Selon des données rassemblées par des représentants des sans-papiers, à l’église du Béguinage, il y a eu environ 15 hospitalisations dont 5 pour des personnes en grève de la soif dimanche, 7 hospitalisations lundi, 3 à 4 durant la nuit de lundi à mardi et 10 en journée mardi dont 6 pour des personnes en grève de la soif.

Sur le site de la VUB (Vrije Universiteit Brussel), il y a eu 9 hospitalisations dont une pour une personne souffrant d’insuffisance rénale, 6 autres lundi et 4 autres mardi, toutes en raison de la grève de la soif.

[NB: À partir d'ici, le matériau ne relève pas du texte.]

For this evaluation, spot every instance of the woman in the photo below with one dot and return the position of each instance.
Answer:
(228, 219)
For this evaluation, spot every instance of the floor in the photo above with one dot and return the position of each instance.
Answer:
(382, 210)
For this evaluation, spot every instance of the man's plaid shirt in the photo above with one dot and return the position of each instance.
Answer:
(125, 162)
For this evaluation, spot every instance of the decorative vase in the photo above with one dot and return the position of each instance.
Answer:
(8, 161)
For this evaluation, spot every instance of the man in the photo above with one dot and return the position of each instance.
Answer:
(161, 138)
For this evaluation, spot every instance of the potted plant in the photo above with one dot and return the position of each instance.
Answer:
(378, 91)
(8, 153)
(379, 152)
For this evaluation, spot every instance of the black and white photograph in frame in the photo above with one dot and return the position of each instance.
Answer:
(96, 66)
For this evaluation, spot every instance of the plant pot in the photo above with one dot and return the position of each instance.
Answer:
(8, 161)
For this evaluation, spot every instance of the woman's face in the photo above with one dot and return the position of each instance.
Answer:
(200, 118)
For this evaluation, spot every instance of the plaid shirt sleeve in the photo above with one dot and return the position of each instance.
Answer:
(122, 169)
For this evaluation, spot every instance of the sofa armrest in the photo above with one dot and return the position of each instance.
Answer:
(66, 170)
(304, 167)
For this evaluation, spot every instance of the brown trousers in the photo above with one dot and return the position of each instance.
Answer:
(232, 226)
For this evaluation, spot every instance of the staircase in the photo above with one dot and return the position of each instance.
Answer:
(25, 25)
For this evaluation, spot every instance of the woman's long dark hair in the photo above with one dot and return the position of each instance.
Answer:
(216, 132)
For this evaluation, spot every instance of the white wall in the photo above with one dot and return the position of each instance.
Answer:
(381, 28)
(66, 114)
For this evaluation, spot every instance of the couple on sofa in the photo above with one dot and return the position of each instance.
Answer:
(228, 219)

Pour l’occupation dans le réfectoire de l’ULB (Université Libre de Bruxelles), il y a eu 4 personnes emmenées en ambulance à l’hôpital dimanche dont une personne en grève de la soif, 4 autres hospitalisations lundi dont 2 pour des personnes en grève de la soif et il y a eu mardi 3 hospitalisations dont une pour un gréviste de la soif.

Toujours selon les porte-parole du groupe, aucun des sans-papiers n’a arrêté la grève de la faim. Tous retournent sur les différents sites d’occupation après avoir vu les médecins.

Le réseau de la Coordination des sans-papiers de Belgique en appelait mardi soir aux 7 présidents de partis qui ont négocié la coalition Vivaldi pour trouver une solution de sortie de crise.